Réalisé par l’éclectique John Schlesinger entre l’intimiste « UN DIMANCHE COMME LES AUTRES » et le thriller « MARATHON MAN », « LE JOUR DU FLÉAU » est une œuvre assez monumentale par son ambition scénaristique et esthétique, qui immerge au cœur du Hollywood des années 30, pour un portrait au vitriol excessivement dérangeant.FLÉAU

Comme le collage à la Munch composé peu à peu par William Atherton, jeune décorateur fraîchement débarqué à ‘Tinseltown’, le film est une mosaïque surréaliste, peuplée de personnages désaxés, de ‘freaks’ à moitié fous, de putains se rêvant stars, de laissés-pour-compte sordides. Pas de glamour dans cet Hollywood-là, on est plongé dans les tréfonds de Sodome et Gomorrhe et le final est totalement apocalyptique.
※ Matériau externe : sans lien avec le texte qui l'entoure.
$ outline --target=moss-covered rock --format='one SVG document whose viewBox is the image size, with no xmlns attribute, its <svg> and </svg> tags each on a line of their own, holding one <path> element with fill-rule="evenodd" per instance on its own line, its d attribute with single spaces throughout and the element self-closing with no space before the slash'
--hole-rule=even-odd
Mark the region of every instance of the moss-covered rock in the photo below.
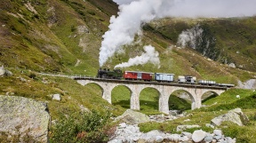
<svg viewBox="0 0 256 143">
<path fill-rule="evenodd" d="M 29 140 L 47 142 L 50 121 L 47 110 L 44 102 L 0 95 L 0 132 L 18 137 L 21 142 L 25 136 Z"/>
</svg>

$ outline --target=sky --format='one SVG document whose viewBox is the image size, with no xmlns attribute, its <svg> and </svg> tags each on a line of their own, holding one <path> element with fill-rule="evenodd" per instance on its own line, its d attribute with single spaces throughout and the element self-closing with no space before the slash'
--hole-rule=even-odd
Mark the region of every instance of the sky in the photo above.
<svg viewBox="0 0 256 143">
<path fill-rule="evenodd" d="M 141 27 L 153 20 L 167 17 L 228 18 L 256 16 L 256 0 L 114 0 L 119 4 L 117 16 L 110 18 L 108 31 L 103 36 L 100 67 L 124 45 L 143 35 Z M 131 3 L 132 1 L 132 3 Z M 150 47 L 150 45 L 148 45 Z M 152 53 L 152 57 L 156 54 Z M 141 56 L 145 55 L 142 54 Z M 143 60 L 143 58 L 140 58 Z M 138 60 L 138 59 L 137 59 Z M 133 60 L 130 60 L 133 61 Z M 148 60 L 149 61 L 149 60 Z M 141 62 L 142 63 L 142 62 Z"/>
<path fill-rule="evenodd" d="M 134 0 L 113 0 L 116 2 L 117 4 L 129 4 Z"/>
</svg>

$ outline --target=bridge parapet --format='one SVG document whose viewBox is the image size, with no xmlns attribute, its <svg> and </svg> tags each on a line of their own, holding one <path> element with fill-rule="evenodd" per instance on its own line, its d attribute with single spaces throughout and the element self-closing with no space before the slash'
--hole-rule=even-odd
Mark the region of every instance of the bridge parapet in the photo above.
<svg viewBox="0 0 256 143">
<path fill-rule="evenodd" d="M 227 91 L 226 87 L 205 86 L 198 84 L 180 84 L 157 82 L 127 81 L 92 77 L 74 77 L 83 86 L 96 83 L 102 89 L 102 98 L 111 104 L 111 91 L 116 86 L 124 85 L 131 91 L 131 109 L 140 110 L 140 94 L 145 88 L 154 88 L 159 92 L 159 111 L 169 114 L 169 98 L 175 91 L 186 91 L 192 100 L 191 108 L 200 108 L 202 96 L 207 91 L 218 95 Z"/>
</svg>

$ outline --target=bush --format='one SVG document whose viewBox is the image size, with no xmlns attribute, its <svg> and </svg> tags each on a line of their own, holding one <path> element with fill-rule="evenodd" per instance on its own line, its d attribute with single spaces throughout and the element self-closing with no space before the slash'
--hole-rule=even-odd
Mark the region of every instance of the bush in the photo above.
<svg viewBox="0 0 256 143">
<path fill-rule="evenodd" d="M 112 130 L 108 127 L 109 115 L 92 111 L 61 119 L 52 129 L 51 142 L 106 142 L 108 140 L 106 132 Z"/>
</svg>

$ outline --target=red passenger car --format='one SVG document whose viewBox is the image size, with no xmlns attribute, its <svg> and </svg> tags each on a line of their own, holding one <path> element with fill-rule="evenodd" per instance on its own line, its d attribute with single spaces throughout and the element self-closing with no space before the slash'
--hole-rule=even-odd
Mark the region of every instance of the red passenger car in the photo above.
<svg viewBox="0 0 256 143">
<path fill-rule="evenodd" d="M 153 73 L 124 71 L 124 78 L 126 80 L 144 80 L 151 81 Z"/>
</svg>

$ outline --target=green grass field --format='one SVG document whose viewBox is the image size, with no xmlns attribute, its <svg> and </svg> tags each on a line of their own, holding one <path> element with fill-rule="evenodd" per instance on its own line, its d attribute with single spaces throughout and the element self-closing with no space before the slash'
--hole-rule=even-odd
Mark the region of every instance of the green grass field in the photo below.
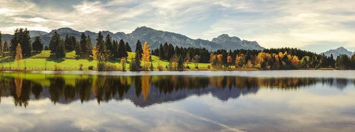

Le film est long, le scénario pas vraiment structuré de façon classique et donne l’impression de lire un roman, mais impossible de détacher les yeux de l’écran, tant on pressent qu’il peut littéralement se passer n’importe quoi à n’importe quel moment. À travers le regard naïf du protagoniste qui voit toutes ses illusions impitoyablement broyées une par une, rêve et réalité se confondent et virent au cauchemar poisseux. Certaines séquences comme le show de l’évangéliste Geraldine Page, l’avant-première de Cecil B. DeMille qui dégénère en carnage ou le décor de Waterloo qui s’écroule, laissent vraiment un arrière-goût de fin du monde.

Karen Black est extraordinaire en « dumb blonde » mythomane et étrangement attachante, Burgess Meredith pathétique dans le rôle de son père au bout du rouleau, Donald Sutherland est plus qu’étrange en pauvre type solitaire, prêt à exploser. À noter au passage qu’il se nomme… Homer Simpson !

FLÉAU3

WILLIAM ATHERTON ET DONALD SUTHERLAND

Si on ajoute que la photo sublime est signée du grand Conrad L. Hall et la BO est de John Barry, on comprendra que le terme galvaudé de « chef-d’œuvre » n’est pas usurpé dans le cas du « JOUR DU FLÉAU », déclaration d’amour à l’usine à rêves, mêlée de haine, de dégoût et de colère. Pas le genre de film dont on ressort complètement indemne.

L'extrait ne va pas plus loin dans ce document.